Saudi Aramco’s initial public offering is expected to provide a fillip to capital markets in Saudi Arabia, a senior Fitch Ratings executive said on Monday.
The state-owned oil giant announced an indicative pricing range for its offer on Sunday, stating that a 1.5 per cent stake in the company will be offered to retail and institutional investors at a range of between 30 and 32 Saudi riyals per share. About three billion shares will be offered, suggesting an indicative valuation of between $1.6 trillion and $1.7tn (Dh5.9tn to Dh6.2tn) when the offer is launched on the benchmark Tadawul exchange, which could take place next month.
“It is a big boost to financial markets in Saudi Arabia and important for the development of the equity markets,” said James McCormack, managing director and global head of Fitch Ratings' sovereign and supranational group.
“When we think it about from the Saudi government’s perspective and Saudi government’s balance sheet, does it make any difference to the ratings perspective?
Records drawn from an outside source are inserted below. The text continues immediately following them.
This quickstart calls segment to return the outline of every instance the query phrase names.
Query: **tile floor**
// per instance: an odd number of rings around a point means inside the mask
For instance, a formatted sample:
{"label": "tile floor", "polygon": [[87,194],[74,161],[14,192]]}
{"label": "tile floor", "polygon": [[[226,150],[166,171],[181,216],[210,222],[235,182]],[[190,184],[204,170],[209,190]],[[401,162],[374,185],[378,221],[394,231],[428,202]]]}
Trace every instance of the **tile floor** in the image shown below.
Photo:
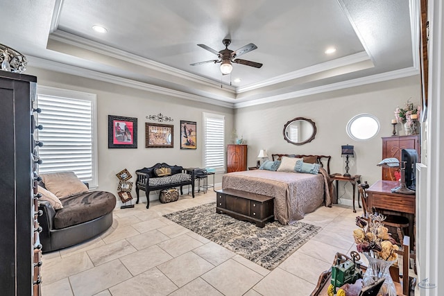
{"label": "tile floor", "polygon": [[215,200],[209,191],[115,209],[100,237],[43,255],[42,295],[308,295],[336,252],[355,247],[357,214],[341,205],[307,214],[302,221],[322,230],[273,271],[162,216]]}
The answer is not really,” he said.
“The government simply switched one illiquid asset to another illiquid asset so it doesn’t really change the dynamics but it is important for the development of equity markets in the kingdom and getting part of that into the equity market is an important achievement on that part of Saudi government.”
Rival ratings agency S&P Global said in a note published at the weekend that the oil firm's IPO could help the government to "strengthen its net asset position".
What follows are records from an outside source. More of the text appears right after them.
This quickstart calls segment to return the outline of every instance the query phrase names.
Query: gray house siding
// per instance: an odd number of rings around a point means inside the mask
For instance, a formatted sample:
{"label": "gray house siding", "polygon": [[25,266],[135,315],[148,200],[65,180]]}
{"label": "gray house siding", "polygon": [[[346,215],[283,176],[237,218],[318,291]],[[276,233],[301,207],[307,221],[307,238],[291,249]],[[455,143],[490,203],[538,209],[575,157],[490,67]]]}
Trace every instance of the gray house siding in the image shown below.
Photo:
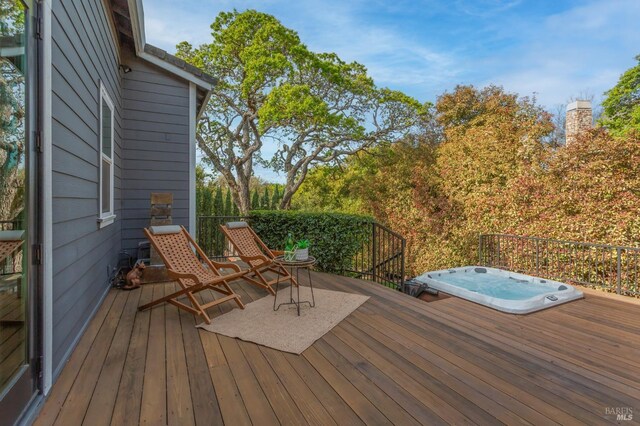
{"label": "gray house siding", "polygon": [[[122,79],[101,0],[52,5],[53,371],[57,376],[121,249]],[[98,229],[100,82],[114,103],[114,213]]]}
{"label": "gray house siding", "polygon": [[173,223],[189,224],[189,83],[132,55],[123,62],[122,248],[135,255],[152,192],[172,192]]}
"If subsequently effectively deployed, the funds raised could be used to support longer-term economic growth in Saudi Arabia," S&P Global said.
The debut of the world's most profitable company on the Saudi stock exchange follows on from Tadawul's upgrade to emerging market status by index compiler MSCI earlier this year — both of which have been "met by much excitement from the global investment community", according to the head of asset management firm Invesco's Middle East and Africa institutional business, Zainab Kufaishi.
"We watch with great interest in anticipation of greater depth and liquidity to the Kingdom’s capital markets and overall diversification of its economy beyond hydrocarbons," she said.